Summer Religion

Summer Religion

 

I do not love July, but I appreciate its drama.

We wake to fog and air so wet and dense I wonder if I could squeeze it, perhaps ring it out like an old bath towel.

The afternoons reverberate with thunder, but we’ve become so accustomed to it we no longer hear it. It has become like the airplane overhead or the garbage truck lumbering down the road. When we open the back door and find rain streaming down in sheets and splatters, we are shocked.

When did it start to rain? we ask one another.

I do not love July because July brings humidity and mosquitoes, but the lilies in the flower garden are sweet compensation. The heavy air is also heavy with perfume.

A friend comes to visit for the Fourth of July and says, “You have a lily forest. I think I’ll go for a walk in your lily forest.”

I appreciate the lilies from a standing position, but when I sink down into a garden chair, I find myself enveloped by them. They nod their heads far above my own head. It is a lily forest.

 

In January, the air is thin and dry and my head is clear for thinking spiritual thoughts. I mediate every morning on some classic devotional book. I say prayers. I read Scripture.

In July, the air is thick, and my pocket-sized Book of Common Prayer falls from my hands unread. I cannot think thoughts in July. July is for scratching too many mosquito bites, feeling the throb of my hip where I fell in the garden leaning too far knocking Japanese beetles into a jar of soapy water.

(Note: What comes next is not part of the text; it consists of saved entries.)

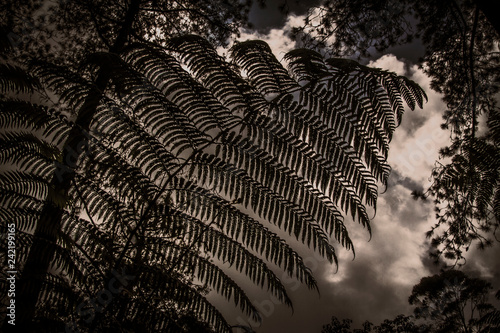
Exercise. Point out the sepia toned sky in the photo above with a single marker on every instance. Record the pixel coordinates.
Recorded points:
(377, 283)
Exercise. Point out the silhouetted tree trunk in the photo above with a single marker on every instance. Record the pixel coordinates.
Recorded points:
(48, 227)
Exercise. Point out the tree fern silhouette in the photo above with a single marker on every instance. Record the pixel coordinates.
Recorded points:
(152, 159)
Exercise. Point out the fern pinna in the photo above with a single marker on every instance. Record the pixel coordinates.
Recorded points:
(183, 161)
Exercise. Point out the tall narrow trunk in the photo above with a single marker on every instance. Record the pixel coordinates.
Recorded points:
(48, 227)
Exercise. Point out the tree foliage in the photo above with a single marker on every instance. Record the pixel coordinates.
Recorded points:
(447, 302)
(139, 179)
(454, 302)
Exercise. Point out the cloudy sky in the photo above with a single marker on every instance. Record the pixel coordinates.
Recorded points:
(376, 284)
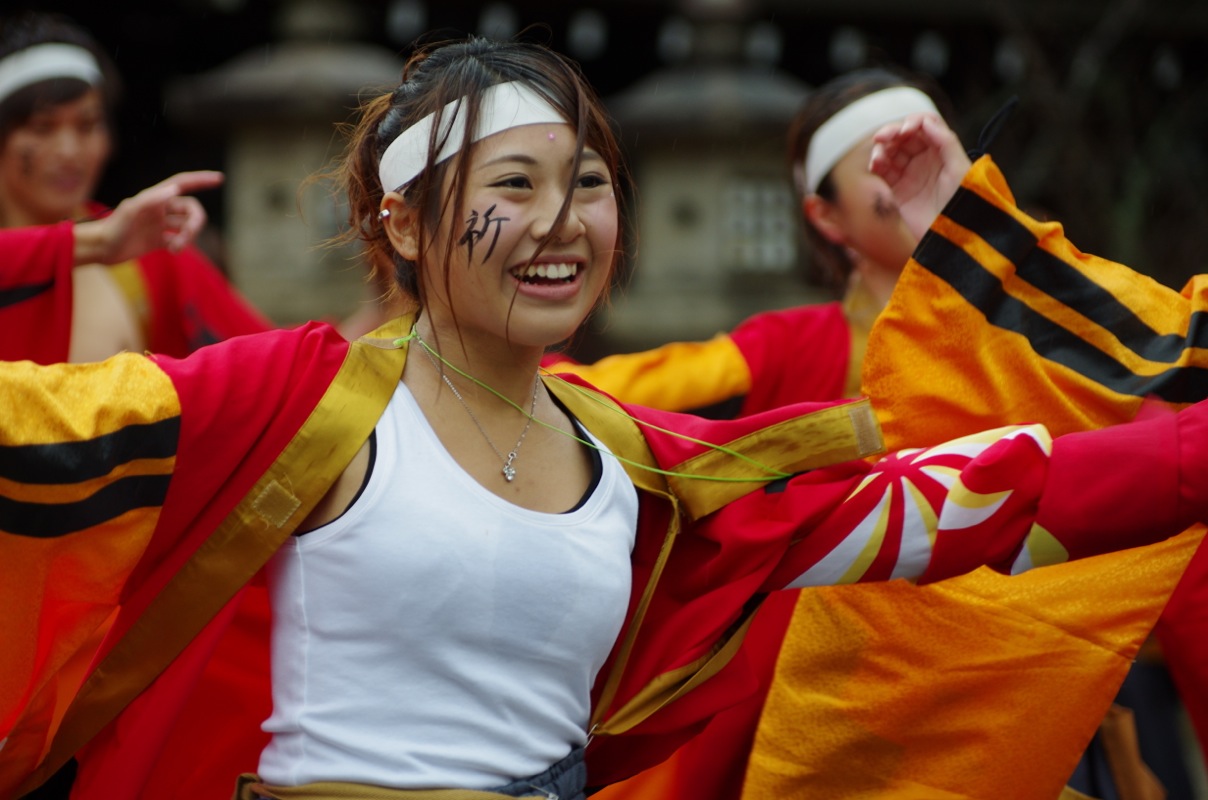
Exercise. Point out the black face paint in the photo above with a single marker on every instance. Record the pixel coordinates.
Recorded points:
(472, 235)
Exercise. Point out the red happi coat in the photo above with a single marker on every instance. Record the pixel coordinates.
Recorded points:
(173, 481)
(180, 301)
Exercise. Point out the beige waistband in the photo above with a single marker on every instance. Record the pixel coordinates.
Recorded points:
(249, 787)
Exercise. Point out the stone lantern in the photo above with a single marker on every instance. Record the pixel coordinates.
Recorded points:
(278, 108)
(715, 216)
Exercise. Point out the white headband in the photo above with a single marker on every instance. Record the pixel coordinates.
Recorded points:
(504, 105)
(44, 62)
(858, 121)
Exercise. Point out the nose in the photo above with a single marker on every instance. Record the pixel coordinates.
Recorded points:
(546, 219)
(67, 141)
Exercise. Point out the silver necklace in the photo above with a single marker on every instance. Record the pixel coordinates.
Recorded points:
(507, 470)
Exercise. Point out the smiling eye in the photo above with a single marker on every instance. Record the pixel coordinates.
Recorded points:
(591, 181)
(515, 181)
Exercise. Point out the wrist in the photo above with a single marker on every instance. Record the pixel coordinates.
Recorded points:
(92, 243)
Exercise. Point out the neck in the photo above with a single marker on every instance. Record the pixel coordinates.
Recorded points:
(876, 280)
(507, 369)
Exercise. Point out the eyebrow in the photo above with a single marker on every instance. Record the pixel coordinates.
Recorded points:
(524, 158)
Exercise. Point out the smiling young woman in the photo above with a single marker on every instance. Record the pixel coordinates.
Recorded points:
(441, 621)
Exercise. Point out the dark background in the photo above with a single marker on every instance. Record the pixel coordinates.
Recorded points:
(1109, 135)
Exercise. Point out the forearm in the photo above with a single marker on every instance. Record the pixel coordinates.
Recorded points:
(35, 255)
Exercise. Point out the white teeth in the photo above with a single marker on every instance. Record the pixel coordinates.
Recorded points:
(549, 271)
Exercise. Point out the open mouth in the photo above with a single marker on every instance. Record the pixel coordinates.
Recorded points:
(545, 273)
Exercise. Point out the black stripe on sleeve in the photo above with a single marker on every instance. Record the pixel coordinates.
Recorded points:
(80, 461)
(983, 290)
(48, 520)
(1058, 279)
(21, 294)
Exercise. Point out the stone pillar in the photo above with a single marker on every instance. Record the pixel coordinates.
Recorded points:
(278, 108)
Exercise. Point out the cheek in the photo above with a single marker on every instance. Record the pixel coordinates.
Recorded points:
(602, 226)
(99, 146)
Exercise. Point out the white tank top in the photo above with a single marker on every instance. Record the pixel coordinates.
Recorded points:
(436, 635)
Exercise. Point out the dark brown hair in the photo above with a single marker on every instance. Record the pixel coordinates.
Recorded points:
(32, 28)
(434, 76)
(830, 264)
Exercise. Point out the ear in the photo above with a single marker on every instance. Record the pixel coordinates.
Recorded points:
(401, 225)
(825, 216)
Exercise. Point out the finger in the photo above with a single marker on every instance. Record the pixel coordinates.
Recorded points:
(193, 181)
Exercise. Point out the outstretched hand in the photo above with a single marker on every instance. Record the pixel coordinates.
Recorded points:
(158, 216)
(923, 162)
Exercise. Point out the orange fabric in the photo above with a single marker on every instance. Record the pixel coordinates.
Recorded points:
(981, 685)
(675, 377)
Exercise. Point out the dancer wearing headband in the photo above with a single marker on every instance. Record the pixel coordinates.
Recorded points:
(158, 216)
(58, 92)
(859, 245)
(483, 578)
(807, 353)
(1068, 337)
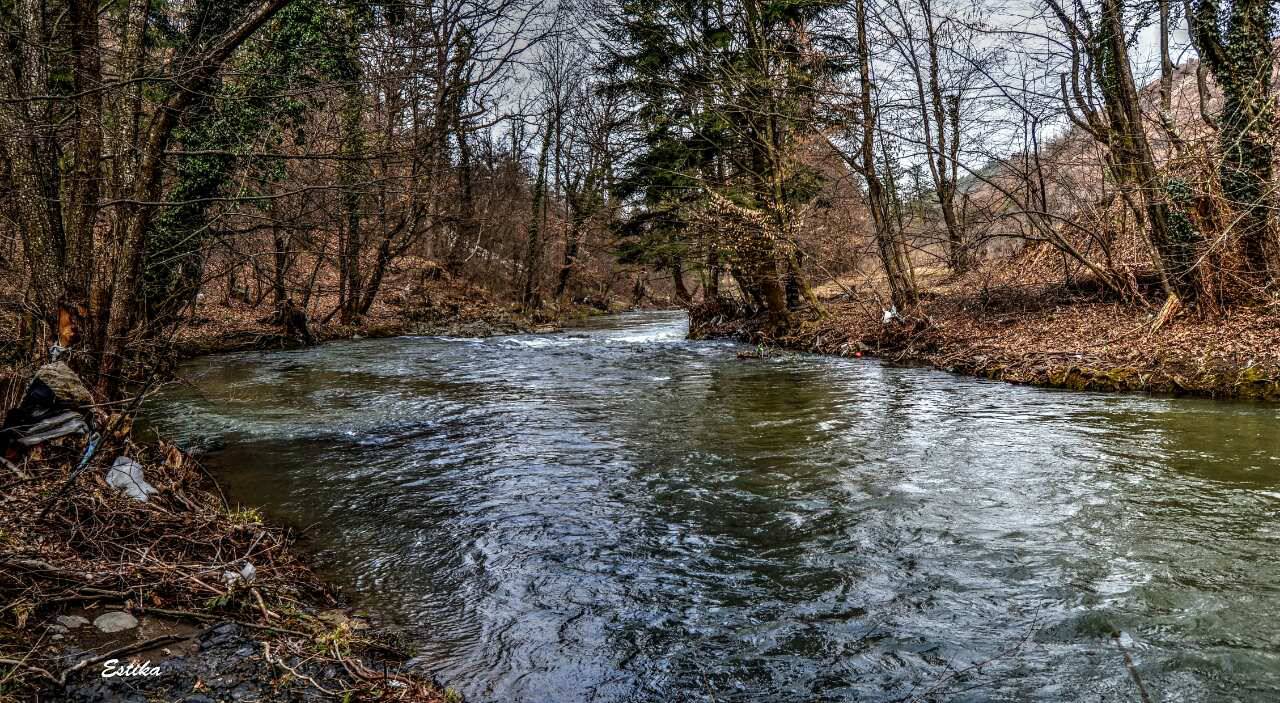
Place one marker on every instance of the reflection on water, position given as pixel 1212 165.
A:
pixel 618 514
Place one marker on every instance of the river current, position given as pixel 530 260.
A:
pixel 617 514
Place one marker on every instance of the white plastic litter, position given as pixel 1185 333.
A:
pixel 246 574
pixel 126 474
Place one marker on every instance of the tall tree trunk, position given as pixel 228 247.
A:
pixel 1242 63
pixel 534 242
pixel 901 286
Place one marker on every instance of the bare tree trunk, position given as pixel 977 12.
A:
pixel 534 243
pixel 896 266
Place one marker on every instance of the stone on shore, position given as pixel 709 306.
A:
pixel 115 621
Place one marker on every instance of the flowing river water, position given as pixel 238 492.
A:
pixel 618 514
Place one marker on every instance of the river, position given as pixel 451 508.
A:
pixel 618 514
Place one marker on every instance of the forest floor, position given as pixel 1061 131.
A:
pixel 1043 334
pixel 210 601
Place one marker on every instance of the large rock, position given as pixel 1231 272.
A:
pixel 65 384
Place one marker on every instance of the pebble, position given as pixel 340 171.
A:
pixel 115 621
pixel 72 620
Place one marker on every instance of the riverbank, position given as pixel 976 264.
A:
pixel 208 599
pixel 437 306
pixel 1045 336
pixel 215 597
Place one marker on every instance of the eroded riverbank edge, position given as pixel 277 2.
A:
pixel 169 564
pixel 1042 341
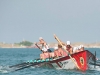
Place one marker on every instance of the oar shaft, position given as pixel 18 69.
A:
pixel 66 51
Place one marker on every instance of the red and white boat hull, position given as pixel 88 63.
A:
pixel 82 59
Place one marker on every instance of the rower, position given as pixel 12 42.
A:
pixel 81 48
pixel 45 49
pixel 56 52
pixel 75 50
pixel 61 52
pixel 44 45
pixel 68 47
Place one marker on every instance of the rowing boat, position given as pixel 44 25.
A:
pixel 83 60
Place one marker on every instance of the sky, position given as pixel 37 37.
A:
pixel 73 20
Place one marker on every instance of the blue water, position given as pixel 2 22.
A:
pixel 12 56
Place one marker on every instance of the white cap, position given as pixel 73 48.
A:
pixel 68 42
pixel 40 38
pixel 55 48
pixel 81 46
pixel 75 48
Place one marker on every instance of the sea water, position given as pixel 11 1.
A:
pixel 12 56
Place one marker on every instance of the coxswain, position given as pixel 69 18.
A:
pixel 45 49
pixel 68 47
pixel 44 45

In July, my head is filled with the scent of lilies, my heart with the still-fresh beauty of the ‘Lady of Shalott’ roses, my stomach with vegetables from a local farm and bread by the friend who admires my lily forest. Breakfast rolls into lunch, while we go on spreading fresh black-raspberry jam over butter over bread. I think my fingers might still be slightly purple from picking those berries a week ago.

If religion is our bond with God, if it is the path between us or the space where we relate, then in summer the whole world becomes sacred (though perhaps it always was?).

We Christians eat the Bread of Life every Sunday, but this summer I am also eating it from breakfast to lunch, spread with black raspberry jam.

And the bond between God and ourselves is vivid, multi-colored, and splashed across the sky after every storm.